UTV Ireland ups loss estimate for third time

Fledgling station UTV Ireland has increased its estimates for losses for a third time in less than a year, and now predicts it will post losses of £11.5m (€16.2m) in 2015 — its maiden year of operation.

UTV Ireland ups loss estimate for third time

It means the date UTV Ireland will start turning a profit could be delayed further.

Shares in UTV Media — the Belfast-based TV and radio operator — slumped by over 8% to €2. The shares have slid by almost 15% since it launched the station at the start of the year.

UTV also advised that it had increased its lending covenants with its lenders.

Before the launch, UTV Media had predicted the new station would lose €3m in its first year. In March, it increased that estimate to a loss of €6m, and earlier this month warned the loss had increased again, to €8.5m.

Yesterday, it said that estimate had escalated again, to a loss of €11.5m.

UTV Media had gambled that it would poach a significant slice of the Republic’s advertising television market in its first year by screening ITV big shows, including Coronation Street and Ant and Dec, against TV3.

However, analysts said that the station has suffered from what the station calls its “Ant and Dec problem”.

UTV Ireland has the rights to new episodes of Ant and Dec, but TV3 still has the rights to older, pre-2015 episodes, said Robert Stokes, analyst at Davy Stockbrokers.

“This has confused viewers, and impacted audience numbers. The same problem is occurring with a number of other ITV shows, including The Jeremy Kyle Show and The Cube where TV3 can still repeat the old shows and take market share,” he said.

Mr Stokes had forecast UTV Ireland would start making money in 2018. Yesterday, he said he would be “reviewing his numbers” in light of the latest trading statement.

In that update UTV said that audience growth evident in the first quarter of the year “stalled” in the past month, with viewership levels remaining “volatile”.

“Overall share of commercial impacts is, therefore, around 11%, which is lower than the target set for the channel’s first year of operation,” it said.

However, UTV Media said its week-day peak time audience figures are almost 40% greater than those for rivals RTÉ2 and TV3, but that its weekend viewing numbers remain “disappointing”.

Nonetheless, the group’s board said its strategic objective for UTV Ireland to be the second most popular channel in the Republic, behind RTÉ1, by 2017 remains unchanged. It said the channel would still create long-term strategic value for shareholders.

UTV Media’s management yesterday approved an “action plan” to address UTV Ireland’s audience shortfall, but said this will take time to deliver the required improvement in numbers.
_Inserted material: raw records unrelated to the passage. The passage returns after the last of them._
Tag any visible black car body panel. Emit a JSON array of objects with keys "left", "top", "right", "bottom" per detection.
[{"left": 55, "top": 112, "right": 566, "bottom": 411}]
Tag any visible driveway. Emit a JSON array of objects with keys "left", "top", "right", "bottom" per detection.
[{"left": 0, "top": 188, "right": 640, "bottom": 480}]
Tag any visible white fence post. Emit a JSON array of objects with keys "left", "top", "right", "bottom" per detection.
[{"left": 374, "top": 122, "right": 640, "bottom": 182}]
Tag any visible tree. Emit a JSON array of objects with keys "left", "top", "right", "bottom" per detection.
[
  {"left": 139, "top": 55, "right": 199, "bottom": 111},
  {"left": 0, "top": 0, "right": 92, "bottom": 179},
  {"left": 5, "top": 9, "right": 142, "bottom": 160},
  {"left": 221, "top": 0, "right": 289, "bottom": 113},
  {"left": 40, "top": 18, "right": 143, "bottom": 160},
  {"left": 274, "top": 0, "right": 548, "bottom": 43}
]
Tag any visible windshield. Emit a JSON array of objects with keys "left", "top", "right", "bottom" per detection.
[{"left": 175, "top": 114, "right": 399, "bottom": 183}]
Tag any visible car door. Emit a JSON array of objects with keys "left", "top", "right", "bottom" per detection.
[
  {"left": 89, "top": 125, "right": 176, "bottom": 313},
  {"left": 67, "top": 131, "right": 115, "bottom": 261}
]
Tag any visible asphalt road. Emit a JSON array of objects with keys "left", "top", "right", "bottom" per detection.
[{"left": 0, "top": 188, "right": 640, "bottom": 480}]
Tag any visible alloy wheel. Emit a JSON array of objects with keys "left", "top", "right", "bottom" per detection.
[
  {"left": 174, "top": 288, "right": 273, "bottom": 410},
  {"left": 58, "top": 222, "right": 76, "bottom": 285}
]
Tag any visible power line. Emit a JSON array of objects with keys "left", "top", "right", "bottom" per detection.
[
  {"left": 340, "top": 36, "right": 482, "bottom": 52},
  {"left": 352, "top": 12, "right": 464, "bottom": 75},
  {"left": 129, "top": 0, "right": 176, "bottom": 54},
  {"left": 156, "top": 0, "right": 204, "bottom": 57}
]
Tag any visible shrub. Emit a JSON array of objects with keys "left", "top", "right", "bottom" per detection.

“The board is, therefore, assuming no significant improvement in overall audience levels for the second half of the year and is, therefore, revising its guidance for the full-year and now expects UTV Ireland to incur losses of £11.5m in 2015,” the group said yesterday.

It added: “It is clear that the channel will take longer than originally anticipated to become profitable.”

Meanwhile, UPC owner Liberty Global is understood to be carrying out due diligence of TV3. TV3 could be valued in excess of €100m, according to sources.